É impossível para mim dizer que conheço alguém, e é igualmente impossível dizer que alguém me conhece. Pois, embora eu veja todos os seus movimentos corporais e aparências externas com tanta facilidade e tenha cem mil impressões visuais de você que não existem em sua mente, e o tenha visto como parte da paisagem, parte da casa, parte da rua, e tenha um conhecimento sobre você que você sempre deseja saber — que impressão você causa, como você se parece —, ainda assim não consigo ver dentro de você e não sei o que você é, e nunca poderei saber. E, embora eu tenha acesso direto ao seu lado visível, a toda a sua vida como é vista, você tem acesso direto à sua invisibilidade — e somente você tem esse acesso direto à sua invisibilidade, se souber usá-lo. Eu e todos os outros podemos ver e ouvir você. O mundo inteiro pode ver e ouvir você. Mas somente você pode conhecer a si mesmo.
Somos, portanto, como dois sistemas de alavancas, um funcionando com toda a vantagem em uma direção e o outro com toda a vantagem em outra direção.
Agora, para o leitor, tudo isso pode parecer óbvio, mas devo assegurar-lhe que não é nada óbvio. É algo extremamente difícil de entender e vou me esforçar para explicar por que isso acontece. Não compreendemos o fato de sermos invisíveis. Não nos damos conta de que vivemos em um mundo de pessoas invisíveis. Não entendemos que a vida, antes de qualquer outra definição, é um drama do visível e do invisível.

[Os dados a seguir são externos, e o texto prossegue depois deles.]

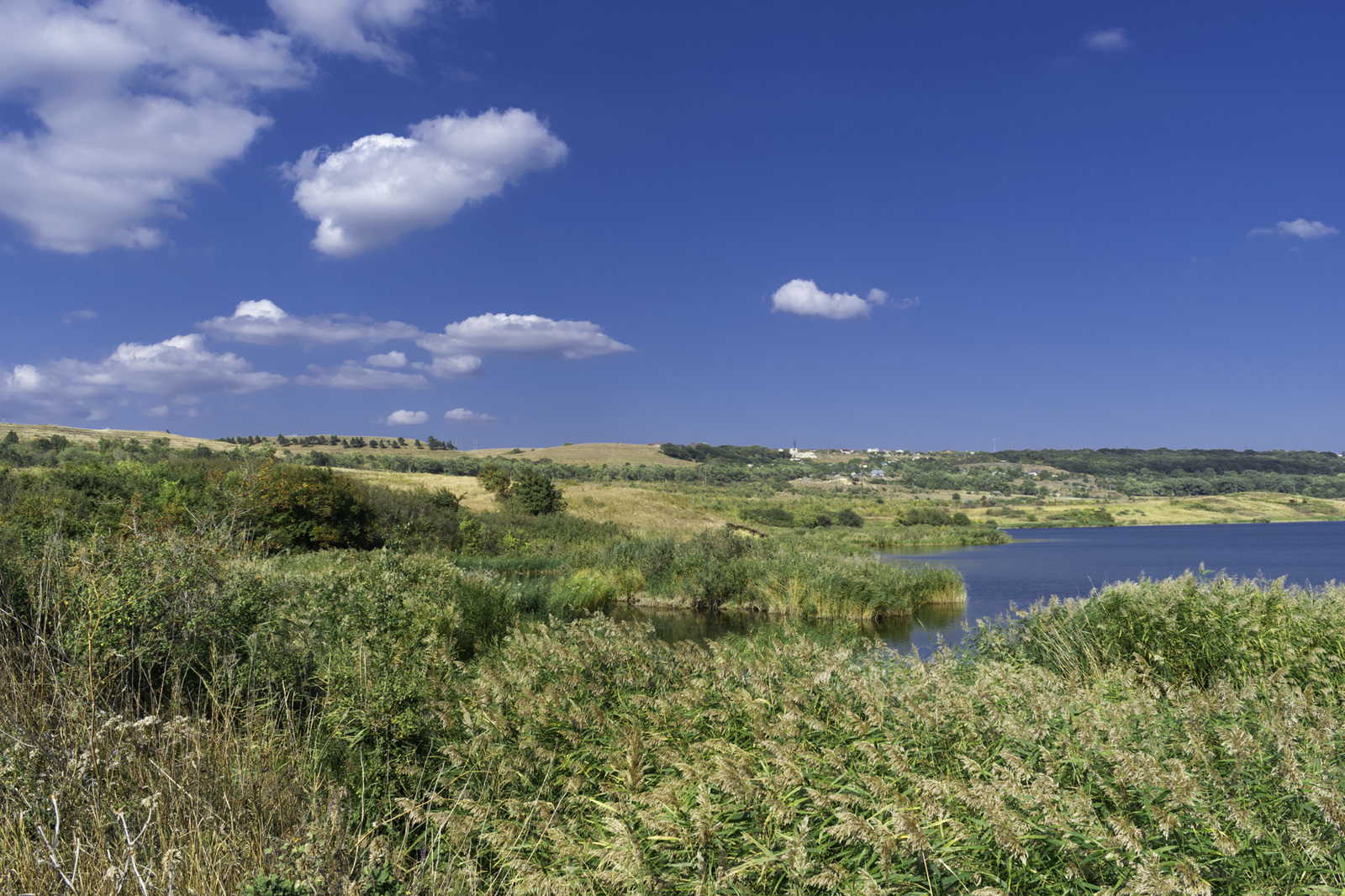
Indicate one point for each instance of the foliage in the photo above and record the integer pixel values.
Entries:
(535, 493)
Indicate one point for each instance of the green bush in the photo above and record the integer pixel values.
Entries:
(849, 519)
(535, 493)
(921, 515)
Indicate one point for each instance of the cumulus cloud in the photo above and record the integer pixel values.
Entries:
(262, 322)
(362, 29)
(351, 376)
(521, 336)
(389, 360)
(463, 414)
(1301, 228)
(407, 419)
(1107, 40)
(804, 298)
(132, 101)
(382, 186)
(452, 366)
(179, 367)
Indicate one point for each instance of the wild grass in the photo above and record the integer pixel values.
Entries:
(1165, 737)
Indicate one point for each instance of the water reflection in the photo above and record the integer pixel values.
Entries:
(1060, 561)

A razão pela qual não entendemos isso é porque se trata de uma ideia. Neste livro, que trata de uma ou duas ideias, quero dizer com o termo algo que tem o poder de alterar nosso ponto de vista e mudar nosso senso das coisas. Uma ideia é, obviamente, invisível e talvez nunca tenhamos nenhuma ideia no sentido que quero dizer, durante toda a nossa existência. Pensamos que somente o mundo visível tem realidade e estrutura e não concebemos a possibilidade de que o mundo psicológico, ou mundo interior que conhecemos como nosso pensamento, sentimento e imaginação, também possa ter uma estrutura real e existir em seu próprio “espaço”, embora não seja aquele espaço com o qual estamos em contato por meio de nossos órgãos sensoriais.